The U.S. Army handed out—either through rations, morale items, or post exchange sales—nearly 350 billion cigarettes. By 1950, nearly 80 percent of men aged 18 to 64 used tobacco, with the vast majority smoking cigarettes.

There are cheap divorces, and there are expensive ones. This was an expensive divorce. Between 1973-1986, powerful Beltway lobbyists engaged in a running battle over the future of cigarette smoking in America. The contenders included the tobacco lobby and powerful “tobaccoland” politicians on one side, and health- and money-conscious legislators on the other, with the Department of Defense often stuck in between. Key figures like Senator Jesse Helms of North Carolina marshaled their forces in a bitter fight against powerful defense officials, including Secretary of Defense Caspar Weinberger, who had established his anti-smoking pedigree by advocating for warning labels in 1968 at the Federal Trade Commission, and Surgeon General C. Everett Koop, who called for a “smoke-free America” in 1984.

When the Senate battle ended and the smoke cleared, Defense Secretary Caspar Weinberger and anti-smoking legislators emerged victorious, with the Department of Defense instituting smoking cessation as policy in April 1986. The U.S. Army took it one step further and called smoking and soldiering incompatible, demanding the “elimination of tobacco products usage in the Army.” The depth of this bitter struggle is telling when viewed as a timeline.

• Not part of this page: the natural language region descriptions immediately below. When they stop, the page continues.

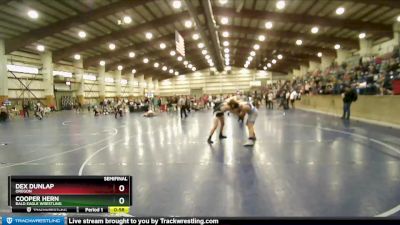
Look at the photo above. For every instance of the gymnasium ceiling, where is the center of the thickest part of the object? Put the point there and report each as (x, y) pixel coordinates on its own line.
(59, 23)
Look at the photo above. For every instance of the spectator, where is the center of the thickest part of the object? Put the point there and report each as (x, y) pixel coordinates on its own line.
(349, 95)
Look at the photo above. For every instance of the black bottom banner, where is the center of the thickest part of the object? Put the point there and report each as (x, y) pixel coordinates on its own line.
(220, 221)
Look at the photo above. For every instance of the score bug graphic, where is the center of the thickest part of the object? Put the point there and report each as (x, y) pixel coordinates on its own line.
(70, 191)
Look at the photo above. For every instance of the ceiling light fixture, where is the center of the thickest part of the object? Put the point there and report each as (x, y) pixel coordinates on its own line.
(188, 24)
(33, 14)
(340, 10)
(149, 35)
(163, 45)
(82, 34)
(127, 19)
(195, 36)
(280, 4)
(111, 46)
(314, 30)
(224, 20)
(177, 4)
(40, 48)
(268, 25)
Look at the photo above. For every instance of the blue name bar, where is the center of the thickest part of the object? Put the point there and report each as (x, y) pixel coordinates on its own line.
(33, 220)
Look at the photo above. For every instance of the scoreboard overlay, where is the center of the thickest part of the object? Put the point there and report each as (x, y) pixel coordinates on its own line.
(95, 194)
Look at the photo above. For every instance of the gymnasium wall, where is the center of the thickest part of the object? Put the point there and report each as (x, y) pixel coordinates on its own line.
(383, 110)
(214, 82)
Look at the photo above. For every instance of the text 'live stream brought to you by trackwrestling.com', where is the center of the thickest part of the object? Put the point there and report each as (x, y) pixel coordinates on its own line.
(139, 221)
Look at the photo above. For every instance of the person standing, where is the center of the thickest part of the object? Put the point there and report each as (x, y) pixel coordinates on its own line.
(182, 105)
(349, 95)
(293, 97)
(25, 108)
(270, 99)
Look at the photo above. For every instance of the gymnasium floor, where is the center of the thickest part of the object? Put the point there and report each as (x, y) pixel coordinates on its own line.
(303, 164)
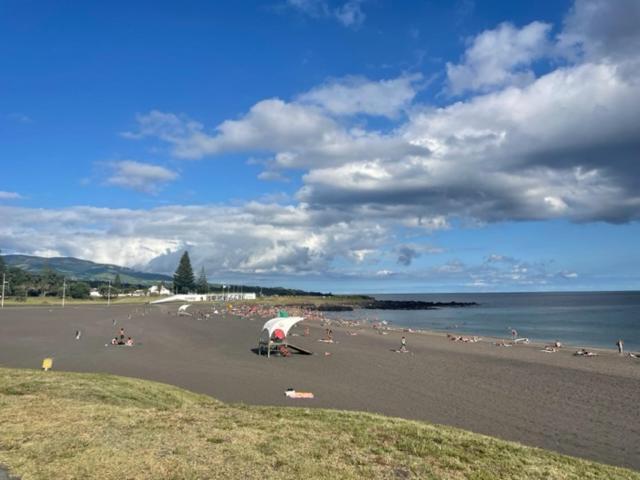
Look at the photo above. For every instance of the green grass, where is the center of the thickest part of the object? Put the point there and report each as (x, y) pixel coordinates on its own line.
(83, 426)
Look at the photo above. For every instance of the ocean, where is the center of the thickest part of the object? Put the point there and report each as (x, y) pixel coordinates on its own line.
(596, 319)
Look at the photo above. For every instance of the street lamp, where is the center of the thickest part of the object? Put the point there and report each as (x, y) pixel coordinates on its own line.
(4, 282)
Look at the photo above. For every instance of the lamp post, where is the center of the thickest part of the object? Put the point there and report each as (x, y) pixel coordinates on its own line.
(4, 282)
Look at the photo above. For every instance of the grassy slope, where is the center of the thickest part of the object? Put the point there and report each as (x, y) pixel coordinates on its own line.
(69, 425)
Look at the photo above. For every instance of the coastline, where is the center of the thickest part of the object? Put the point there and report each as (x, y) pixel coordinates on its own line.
(586, 407)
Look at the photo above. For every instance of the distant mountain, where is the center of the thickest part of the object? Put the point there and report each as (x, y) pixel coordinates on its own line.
(77, 269)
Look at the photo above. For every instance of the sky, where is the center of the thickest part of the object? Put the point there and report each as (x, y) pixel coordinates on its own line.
(334, 145)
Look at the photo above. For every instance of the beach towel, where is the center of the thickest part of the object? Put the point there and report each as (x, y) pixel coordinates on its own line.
(293, 394)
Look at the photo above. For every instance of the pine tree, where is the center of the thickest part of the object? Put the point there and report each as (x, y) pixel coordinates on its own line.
(202, 285)
(183, 280)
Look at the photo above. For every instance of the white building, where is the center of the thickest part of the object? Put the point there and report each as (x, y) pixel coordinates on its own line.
(162, 290)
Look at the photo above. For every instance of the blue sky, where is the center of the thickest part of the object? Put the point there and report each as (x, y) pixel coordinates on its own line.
(345, 146)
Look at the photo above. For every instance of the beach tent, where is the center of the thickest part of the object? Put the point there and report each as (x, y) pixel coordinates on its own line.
(275, 331)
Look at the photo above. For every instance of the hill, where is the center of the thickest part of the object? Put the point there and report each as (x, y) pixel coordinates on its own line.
(77, 269)
(71, 425)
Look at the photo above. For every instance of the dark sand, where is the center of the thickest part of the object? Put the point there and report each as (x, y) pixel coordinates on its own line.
(587, 407)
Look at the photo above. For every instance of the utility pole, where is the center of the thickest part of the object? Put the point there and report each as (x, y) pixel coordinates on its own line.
(3, 284)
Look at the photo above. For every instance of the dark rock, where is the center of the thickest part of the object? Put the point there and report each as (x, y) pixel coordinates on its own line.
(413, 305)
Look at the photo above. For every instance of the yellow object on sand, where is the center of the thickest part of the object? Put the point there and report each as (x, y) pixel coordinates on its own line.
(47, 363)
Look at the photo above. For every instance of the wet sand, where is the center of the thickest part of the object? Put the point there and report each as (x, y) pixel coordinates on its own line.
(587, 407)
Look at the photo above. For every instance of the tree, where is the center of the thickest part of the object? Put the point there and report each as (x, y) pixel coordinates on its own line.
(202, 285)
(183, 280)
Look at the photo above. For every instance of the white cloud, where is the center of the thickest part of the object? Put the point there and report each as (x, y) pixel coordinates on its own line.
(350, 14)
(561, 145)
(143, 177)
(250, 239)
(9, 195)
(602, 30)
(500, 57)
(358, 95)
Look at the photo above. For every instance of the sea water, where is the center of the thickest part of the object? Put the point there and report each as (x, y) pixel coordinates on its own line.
(596, 319)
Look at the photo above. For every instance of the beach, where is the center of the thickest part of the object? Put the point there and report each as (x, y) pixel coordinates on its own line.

The 1964 Surgeon General Report appeared 46 years after the first military cigarette ration. A further 22 years were needed to advance military smoking cessation as official policy, and it took an additional sixteen years to sever government subsidies providing soldiers with low-cost cigarettes. After 46 years of entrenchment, it took 38 years to officially snuff out cigarettes as a dominant aspect of military culture and consumption.

The powerful cigarette industry was willing to go to nearly any length to keep a steady stream of 18 to 22-year-old smoking soldiers in its grip. Further, displaying paradoxical behavior consistent with much of American history, the federal government resisted killing a goose that laid golden eggs in the form of enormous tax receipts, while costing businesses, taxpayers, and state and federal agencies billions in health care expenditures and lost productivity—not to mention the painful and premature death of its citizens. As scholar Herbert Butterfield would say: It is a history, like all history, of tragedy and irony.